NFT’nin Gelişimi ve Vergilendirilmesi Üzerine Genel Değerlendirme

Abdülcelil Gazioğlu ve Ahmet Özen tarafından kaleme alınan “NFT’nin Gelişimi ve Vergilendirilmesi Üzerine Genel Değerlendirme” makaleyi inceleyebilirsiniz.

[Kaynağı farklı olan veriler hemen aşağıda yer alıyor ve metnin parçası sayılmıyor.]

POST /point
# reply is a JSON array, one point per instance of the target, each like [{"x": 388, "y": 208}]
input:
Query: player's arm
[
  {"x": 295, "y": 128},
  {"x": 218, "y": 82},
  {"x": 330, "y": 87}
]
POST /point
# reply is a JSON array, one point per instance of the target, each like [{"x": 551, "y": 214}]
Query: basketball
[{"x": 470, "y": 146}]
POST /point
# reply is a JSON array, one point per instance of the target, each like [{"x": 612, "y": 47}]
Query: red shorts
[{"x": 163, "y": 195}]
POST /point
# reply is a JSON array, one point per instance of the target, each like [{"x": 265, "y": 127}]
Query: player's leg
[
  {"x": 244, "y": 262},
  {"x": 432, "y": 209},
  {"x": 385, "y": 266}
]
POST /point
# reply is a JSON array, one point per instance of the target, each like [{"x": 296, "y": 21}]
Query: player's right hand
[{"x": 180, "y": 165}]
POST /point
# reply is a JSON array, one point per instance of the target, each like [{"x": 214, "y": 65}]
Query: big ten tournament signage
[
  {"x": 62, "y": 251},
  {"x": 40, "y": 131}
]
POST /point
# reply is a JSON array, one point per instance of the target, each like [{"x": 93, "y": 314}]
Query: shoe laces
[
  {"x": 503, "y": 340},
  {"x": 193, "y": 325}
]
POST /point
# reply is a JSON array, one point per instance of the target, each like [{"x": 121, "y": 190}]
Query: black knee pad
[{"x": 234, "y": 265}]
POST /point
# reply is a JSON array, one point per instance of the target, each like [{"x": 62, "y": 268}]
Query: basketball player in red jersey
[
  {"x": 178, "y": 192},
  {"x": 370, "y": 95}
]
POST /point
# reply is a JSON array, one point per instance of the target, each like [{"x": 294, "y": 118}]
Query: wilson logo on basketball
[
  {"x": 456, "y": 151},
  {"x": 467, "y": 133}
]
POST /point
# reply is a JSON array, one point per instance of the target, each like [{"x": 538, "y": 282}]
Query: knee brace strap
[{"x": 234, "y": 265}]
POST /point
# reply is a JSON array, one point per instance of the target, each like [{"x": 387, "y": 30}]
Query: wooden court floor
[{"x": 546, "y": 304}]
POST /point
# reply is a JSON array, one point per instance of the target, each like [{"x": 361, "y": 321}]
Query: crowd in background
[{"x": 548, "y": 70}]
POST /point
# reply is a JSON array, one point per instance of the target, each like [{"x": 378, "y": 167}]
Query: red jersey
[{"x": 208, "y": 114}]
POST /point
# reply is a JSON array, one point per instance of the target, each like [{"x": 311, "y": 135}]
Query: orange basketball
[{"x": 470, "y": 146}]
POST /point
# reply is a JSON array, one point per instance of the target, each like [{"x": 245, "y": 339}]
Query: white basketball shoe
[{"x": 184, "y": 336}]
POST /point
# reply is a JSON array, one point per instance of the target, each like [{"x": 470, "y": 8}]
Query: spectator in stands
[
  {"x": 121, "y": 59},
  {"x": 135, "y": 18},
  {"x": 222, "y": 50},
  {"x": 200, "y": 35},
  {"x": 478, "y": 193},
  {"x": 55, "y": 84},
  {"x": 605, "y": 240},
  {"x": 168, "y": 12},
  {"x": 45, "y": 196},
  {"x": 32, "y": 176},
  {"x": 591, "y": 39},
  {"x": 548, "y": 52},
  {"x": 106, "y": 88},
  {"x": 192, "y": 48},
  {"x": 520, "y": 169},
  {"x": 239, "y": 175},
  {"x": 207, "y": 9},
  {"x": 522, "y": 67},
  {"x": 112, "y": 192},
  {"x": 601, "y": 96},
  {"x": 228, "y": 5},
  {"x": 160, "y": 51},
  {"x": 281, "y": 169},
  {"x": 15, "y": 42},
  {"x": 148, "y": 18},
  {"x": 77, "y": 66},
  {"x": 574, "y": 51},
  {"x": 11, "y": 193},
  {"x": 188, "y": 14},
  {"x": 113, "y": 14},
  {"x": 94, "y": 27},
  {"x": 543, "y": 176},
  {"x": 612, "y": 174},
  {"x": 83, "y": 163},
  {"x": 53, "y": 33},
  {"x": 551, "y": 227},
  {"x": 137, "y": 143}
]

Özet: Her geçen gün hayatın içinde daha fazla yer almaya başlayan dijital teknolojiler bugünün dünyasında köklü değişiklikler yapmaya devam etmektedir. Kripto paralar gibi NFT’ler de bu yeni dünyanın hızla kabul gören önemli faktörlerinden biri olmuştur. 2017 yılında üretilmeye başlanan ve 2021 yılında popülerleşerek çok kısa sürede milyarca dolarlık işlem hacmine ve yüz milyonlarca üretici ve kullanıcıya ulaşan NFT dünyası uzmanların da dikkatini çekmeye başlamıştır. Bu çalışmada NFT’nin tanımı yapılarak diğer tokenlerden ayrıldığı karakteristik özellikleri anlatılmıştır. 2021 yılında göstermiş olduğu olağanüstü işlem hacmi ve tanınırılığındaki artış ele alındıktan sonra NFT üretimi ve alım-satım işlemlerinin arkasındaki teknolojik altyapı açıklanmıştır. NFT’lerin gelişimi anlatıldıktan sonra ise bu yeni dijital teknolojinin tanımlanması, vergilendirilmesi ve kontrol edilmesi amacıyla yapılan yasal düzenlemelerden bahsedilmiştir. NFT teknolojinin gelecekte aktif olarak kullanılması öngörülen Metaverse ortamı kapsamında bir öngörü ortaya koyulmuştur.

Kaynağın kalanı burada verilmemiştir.